Me había imaginado que la primera noche en una cama extraña, en un piso desconocido, en una ciudad nueva, resultaría incómoda. Pero después de lavar las copas y de tirar la botella de vino vacía…

¿Vacía? ¿Qué había sido de mi propósito de tomar solo un par de sorbos? En fin, después de tirar la botella vacía y la caja de la pizza a la basura, caí como un tronco en mi enorme cama y no me enteré de nada hasta que sonó el timbre de la puerta por la mañana. Me incorporé de un salto y sentí un tremendo dolor de cabeza, al tiempo que los recuerdos de la velada anterior volvían a mi mente.

Los plomos fundidos. Cal McBride. La pizza. Cal McBride. El vino tinto.

Las náuseas que acompañaron el recuerdo del vino tinto no dejaban lugar a dudas sobre la procedencia del dolor de cabeza. Volví a dejarme caer sobre las almohadas, pero alguien pulsó de nuevo el timbre de puerta, esa vez sin soltarlo. No quedaba más remedio que levantarse para detener el escándalo que, quienquiera que fuese, estaba montando. Aunque mis compañeras de piso no parecían haberse enterado. Abrí la puerta con rabia y el timbre dejó de sonar de inmediato.

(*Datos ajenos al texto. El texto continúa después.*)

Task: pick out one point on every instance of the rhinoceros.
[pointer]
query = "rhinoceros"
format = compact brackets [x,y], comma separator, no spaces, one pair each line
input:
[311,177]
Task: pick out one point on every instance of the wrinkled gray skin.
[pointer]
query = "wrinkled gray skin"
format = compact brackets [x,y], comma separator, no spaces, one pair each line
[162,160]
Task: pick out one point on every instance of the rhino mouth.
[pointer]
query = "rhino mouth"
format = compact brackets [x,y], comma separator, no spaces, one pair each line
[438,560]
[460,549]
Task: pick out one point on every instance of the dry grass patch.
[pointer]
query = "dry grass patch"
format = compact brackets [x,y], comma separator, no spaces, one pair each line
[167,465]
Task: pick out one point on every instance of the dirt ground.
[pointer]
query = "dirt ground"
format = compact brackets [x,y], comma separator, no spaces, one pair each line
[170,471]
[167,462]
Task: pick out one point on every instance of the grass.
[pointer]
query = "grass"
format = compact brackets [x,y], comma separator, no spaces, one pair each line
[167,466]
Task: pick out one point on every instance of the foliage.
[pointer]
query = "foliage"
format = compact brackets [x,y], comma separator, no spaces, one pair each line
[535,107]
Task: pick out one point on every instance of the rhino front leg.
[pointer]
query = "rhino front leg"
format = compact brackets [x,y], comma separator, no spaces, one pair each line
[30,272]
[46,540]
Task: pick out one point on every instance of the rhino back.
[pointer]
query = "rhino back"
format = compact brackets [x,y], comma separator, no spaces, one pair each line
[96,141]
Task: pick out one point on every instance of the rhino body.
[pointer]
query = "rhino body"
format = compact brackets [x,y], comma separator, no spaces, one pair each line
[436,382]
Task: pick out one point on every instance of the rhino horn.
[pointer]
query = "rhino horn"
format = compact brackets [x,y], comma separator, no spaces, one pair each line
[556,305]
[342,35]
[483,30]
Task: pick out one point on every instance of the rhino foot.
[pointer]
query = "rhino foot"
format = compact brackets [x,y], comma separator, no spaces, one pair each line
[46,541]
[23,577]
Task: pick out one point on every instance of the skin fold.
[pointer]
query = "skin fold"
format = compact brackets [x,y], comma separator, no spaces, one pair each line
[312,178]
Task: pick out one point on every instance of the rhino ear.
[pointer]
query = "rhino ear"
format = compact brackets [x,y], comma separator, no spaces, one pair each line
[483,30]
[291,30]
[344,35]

– Siento molestarte tan pronto, Philly, pero he conseguido traer a un electricista.

Parpadeé, me froté los ojos, me retiré el pelo de la cara. Cal estaba en el pasillo junto a un hombre que vestía un mono azul y llevaba una caja de herramientas en la mano.

– Me has despertado -dije echando una ojeada al reloj de pulsera: parecía que marcaba las ocho y diez, pero no era capaz de enfocar bien.

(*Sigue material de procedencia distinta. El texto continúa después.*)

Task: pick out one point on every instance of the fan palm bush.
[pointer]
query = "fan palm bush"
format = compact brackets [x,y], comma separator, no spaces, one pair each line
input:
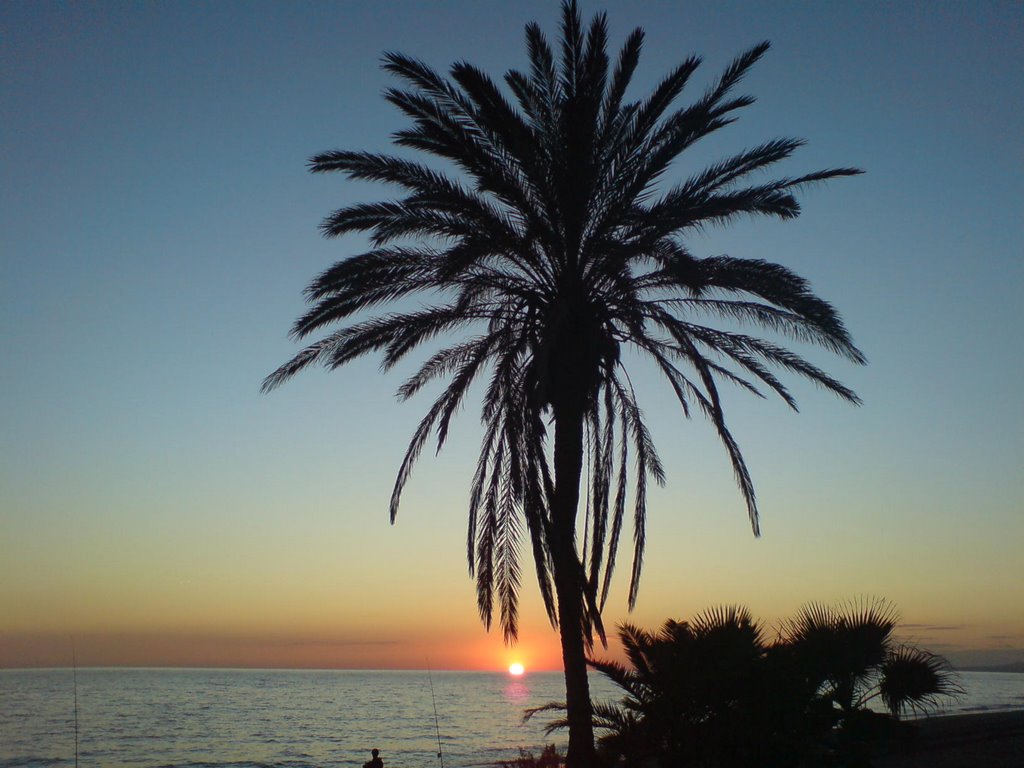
[713,692]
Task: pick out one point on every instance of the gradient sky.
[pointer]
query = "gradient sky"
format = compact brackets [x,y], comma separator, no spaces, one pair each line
[158,225]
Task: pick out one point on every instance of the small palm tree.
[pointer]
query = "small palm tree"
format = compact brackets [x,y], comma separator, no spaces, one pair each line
[852,656]
[553,248]
[712,692]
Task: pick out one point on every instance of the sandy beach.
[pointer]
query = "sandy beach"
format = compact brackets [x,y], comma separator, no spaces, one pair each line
[984,740]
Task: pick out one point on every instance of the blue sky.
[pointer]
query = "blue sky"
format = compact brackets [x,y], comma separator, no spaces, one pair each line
[158,225]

– Ahora o el jueves de la semana que viene -tronó el electricista-. Ustedes deciden -añadió con intención de marcharse.

– ¡Ahora! -exclamó Cal inmediatamente con tono autoritario.

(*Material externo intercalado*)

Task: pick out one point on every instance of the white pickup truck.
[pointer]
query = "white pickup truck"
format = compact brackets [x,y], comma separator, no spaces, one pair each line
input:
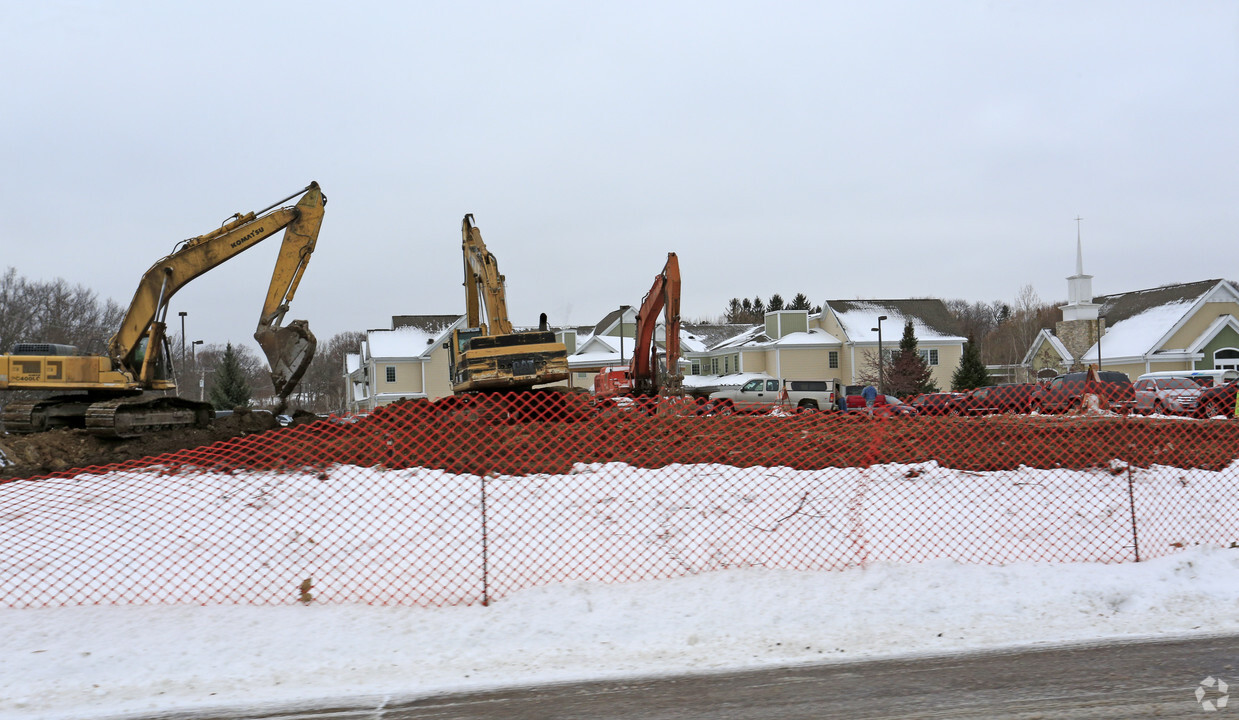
[763,394]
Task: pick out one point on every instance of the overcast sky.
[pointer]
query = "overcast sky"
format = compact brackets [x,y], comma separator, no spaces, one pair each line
[845,150]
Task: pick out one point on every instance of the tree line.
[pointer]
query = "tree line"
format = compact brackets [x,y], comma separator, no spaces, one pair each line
[999,333]
[742,310]
[60,312]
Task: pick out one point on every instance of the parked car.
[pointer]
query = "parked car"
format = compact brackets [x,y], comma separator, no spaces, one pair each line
[1066,392]
[1217,400]
[762,394]
[1204,378]
[1167,395]
[884,407]
[934,403]
[988,400]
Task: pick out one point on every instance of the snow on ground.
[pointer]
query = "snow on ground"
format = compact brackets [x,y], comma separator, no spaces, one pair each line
[100,659]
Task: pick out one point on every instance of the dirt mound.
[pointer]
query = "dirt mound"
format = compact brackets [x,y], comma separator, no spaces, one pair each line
[57,450]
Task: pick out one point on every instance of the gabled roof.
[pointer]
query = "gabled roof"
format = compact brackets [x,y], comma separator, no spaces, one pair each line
[1123,305]
[433,324]
[931,320]
[1139,324]
[612,319]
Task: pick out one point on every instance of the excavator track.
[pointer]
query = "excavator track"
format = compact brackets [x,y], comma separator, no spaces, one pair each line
[26,417]
[136,417]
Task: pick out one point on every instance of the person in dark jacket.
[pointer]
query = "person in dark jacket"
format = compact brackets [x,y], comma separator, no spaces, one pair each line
[870,394]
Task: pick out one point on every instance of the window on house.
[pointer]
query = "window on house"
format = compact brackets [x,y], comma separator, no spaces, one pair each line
[1225,360]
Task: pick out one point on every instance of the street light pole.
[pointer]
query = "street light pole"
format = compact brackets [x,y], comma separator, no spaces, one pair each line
[881,379]
[1100,321]
[182,314]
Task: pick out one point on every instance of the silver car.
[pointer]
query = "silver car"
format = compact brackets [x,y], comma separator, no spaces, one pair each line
[1167,395]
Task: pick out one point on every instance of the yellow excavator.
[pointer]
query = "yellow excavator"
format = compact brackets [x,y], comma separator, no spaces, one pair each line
[491,356]
[128,393]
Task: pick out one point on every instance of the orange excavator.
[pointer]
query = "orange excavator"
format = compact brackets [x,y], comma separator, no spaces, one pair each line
[646,376]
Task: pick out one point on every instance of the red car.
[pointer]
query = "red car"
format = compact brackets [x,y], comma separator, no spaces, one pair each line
[994,399]
[884,407]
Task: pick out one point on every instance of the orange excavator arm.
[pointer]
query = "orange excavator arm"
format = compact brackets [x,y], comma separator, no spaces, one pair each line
[664,295]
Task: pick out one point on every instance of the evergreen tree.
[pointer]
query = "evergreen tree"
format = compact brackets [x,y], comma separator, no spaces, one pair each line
[971,372]
[910,374]
[231,388]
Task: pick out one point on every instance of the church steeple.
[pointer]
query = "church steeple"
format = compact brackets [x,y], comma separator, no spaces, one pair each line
[1079,286]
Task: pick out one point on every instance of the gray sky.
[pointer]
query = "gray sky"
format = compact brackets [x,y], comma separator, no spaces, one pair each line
[846,150]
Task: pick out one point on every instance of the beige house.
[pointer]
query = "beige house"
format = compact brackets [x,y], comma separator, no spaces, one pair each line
[409,361]
[1173,327]
[836,343]
[405,362]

– ¡Ahora! -apoyé yo, escasa de energías, mientras abría por completo la puerta para que el robusto electricista pudiera entrar. Me sentía un poco débil y mareada-. Discúlpeme -le dije-, no me encuentro del todo bien, no estoy acostumbrada a beber vino tinto.

El electricista meneó la cabeza como si estuviera pensando: «Estas chicas de hoy en día… No se las puede dejar solas». No me hubiera extrañado nada que chasqueara la lengua con desaprobación, pero no lo hizo. Se limitó a tomar posesión de la cocina, desconectó los plomos de toda la casa y arremetió contra el sistema eléctrico.

Cal se había quedado en la puerta y me volví hacia él. Era posible que su nombre no fuera «George», pero nadie se atrevería a negar que hacía todos los honores al apelativo de «el Magnífico», con esos pantalones vaqueros ajustados que le marcaban en las piernas unos músculos de futbolista. Y esa camisa de tirilla de color azul oscuro que conseguía que sus ojos verde mar tuvieran un tono más mediterráneo que atlántico.